I am a geologist with interests in surface Earth history. I use stratigraphy and geochemistry to address questions about the co-evolution of life and Earth's surface environments in deep time. Most of the rocks I study are carbonates, and I focus on early Paleozoic and Neoproterozoic time. I'm especially interested in 1) the end-Ordovician mass extinction and Ordovician/Silurian icehouse, 2) carbon and sulfur cycling in deep time, 3) effects of diagenesis on stable isotope ratios of C, O, S, Ca, and Mg, 4) the use of sedimentary Hg as a proxy for volcanic activity, and 5) the origin and geochemistry of dolomite.
My field work has recently focused on sedimentary rocks in the Great Basin (Nevada, Utah) and the Bighorn Mountains.

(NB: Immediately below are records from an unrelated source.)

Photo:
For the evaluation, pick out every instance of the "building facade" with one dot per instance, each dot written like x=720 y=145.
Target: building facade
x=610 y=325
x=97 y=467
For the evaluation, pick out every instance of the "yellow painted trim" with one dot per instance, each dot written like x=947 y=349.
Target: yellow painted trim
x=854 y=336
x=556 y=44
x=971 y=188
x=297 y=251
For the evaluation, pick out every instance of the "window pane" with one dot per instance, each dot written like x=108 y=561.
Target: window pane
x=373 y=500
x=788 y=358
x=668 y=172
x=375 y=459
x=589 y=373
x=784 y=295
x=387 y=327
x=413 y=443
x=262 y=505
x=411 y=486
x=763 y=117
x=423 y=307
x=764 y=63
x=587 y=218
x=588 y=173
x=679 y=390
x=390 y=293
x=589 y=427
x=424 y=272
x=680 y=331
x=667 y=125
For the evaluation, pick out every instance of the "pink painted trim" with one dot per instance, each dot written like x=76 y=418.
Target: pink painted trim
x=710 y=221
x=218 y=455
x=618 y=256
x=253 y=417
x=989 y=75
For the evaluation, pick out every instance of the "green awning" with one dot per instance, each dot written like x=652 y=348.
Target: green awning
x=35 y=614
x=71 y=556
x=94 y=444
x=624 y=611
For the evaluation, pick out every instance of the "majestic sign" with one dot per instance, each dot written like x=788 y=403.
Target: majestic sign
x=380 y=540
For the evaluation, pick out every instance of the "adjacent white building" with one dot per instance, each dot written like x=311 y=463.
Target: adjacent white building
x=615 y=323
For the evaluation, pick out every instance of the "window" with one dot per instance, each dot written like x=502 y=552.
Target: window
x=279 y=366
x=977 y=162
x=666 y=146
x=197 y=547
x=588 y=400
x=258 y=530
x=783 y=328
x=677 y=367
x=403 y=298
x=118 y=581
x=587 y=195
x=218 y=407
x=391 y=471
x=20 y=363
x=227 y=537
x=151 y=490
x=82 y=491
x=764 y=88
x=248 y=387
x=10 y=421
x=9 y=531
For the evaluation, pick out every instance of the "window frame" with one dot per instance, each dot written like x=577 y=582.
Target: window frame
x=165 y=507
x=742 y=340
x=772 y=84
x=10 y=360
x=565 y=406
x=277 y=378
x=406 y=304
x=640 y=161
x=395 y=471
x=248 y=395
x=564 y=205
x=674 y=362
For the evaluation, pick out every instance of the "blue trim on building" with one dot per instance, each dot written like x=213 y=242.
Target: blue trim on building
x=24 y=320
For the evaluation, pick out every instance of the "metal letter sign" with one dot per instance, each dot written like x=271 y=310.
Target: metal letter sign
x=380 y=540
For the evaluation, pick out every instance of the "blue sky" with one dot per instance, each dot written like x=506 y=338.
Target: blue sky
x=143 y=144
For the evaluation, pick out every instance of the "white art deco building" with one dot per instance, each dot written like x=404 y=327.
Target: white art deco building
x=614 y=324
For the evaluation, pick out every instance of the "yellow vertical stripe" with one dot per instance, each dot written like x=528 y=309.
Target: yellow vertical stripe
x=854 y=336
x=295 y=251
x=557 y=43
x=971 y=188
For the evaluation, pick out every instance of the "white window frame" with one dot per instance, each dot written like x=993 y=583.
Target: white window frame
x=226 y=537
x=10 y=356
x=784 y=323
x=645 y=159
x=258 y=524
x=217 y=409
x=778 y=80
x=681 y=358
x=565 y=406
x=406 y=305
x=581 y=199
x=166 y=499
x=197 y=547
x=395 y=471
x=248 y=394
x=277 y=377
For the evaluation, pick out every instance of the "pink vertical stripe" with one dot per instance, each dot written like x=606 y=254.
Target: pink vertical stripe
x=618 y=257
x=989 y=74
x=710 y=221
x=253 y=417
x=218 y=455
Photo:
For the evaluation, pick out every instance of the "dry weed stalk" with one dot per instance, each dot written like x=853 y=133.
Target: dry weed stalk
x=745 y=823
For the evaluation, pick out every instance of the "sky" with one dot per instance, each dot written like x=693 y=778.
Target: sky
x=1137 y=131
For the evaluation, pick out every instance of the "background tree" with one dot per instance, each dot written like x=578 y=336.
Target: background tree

Upcoming projects include field work on coastal California as well as analyzing deep sea sediment cores. Past field work has included the Canadian Arctic, Mongolia, Italy, Atlantic Canada, and the Rocky Mountains.
I maintain a geochemistry laboratory with equipment for processing geological samples for a wide variety of geochemical analyses, including stable isotopes of C, S, Ca, and Mg, and major and trace element geochemistry. My lab also houses a mass spectrometer for analysis of carbon isotope ratios in carbon dioxide and methane.
I have been at Amherst College since 2011, where I have the privilege of working with extremely talented undergraduates in the classroom, in the field, and in the laboratory. I involve students in my scholarship in order to train the next generation of geoscience researchers, and to provide our students with opportunities for critical thought and construction of knowledge.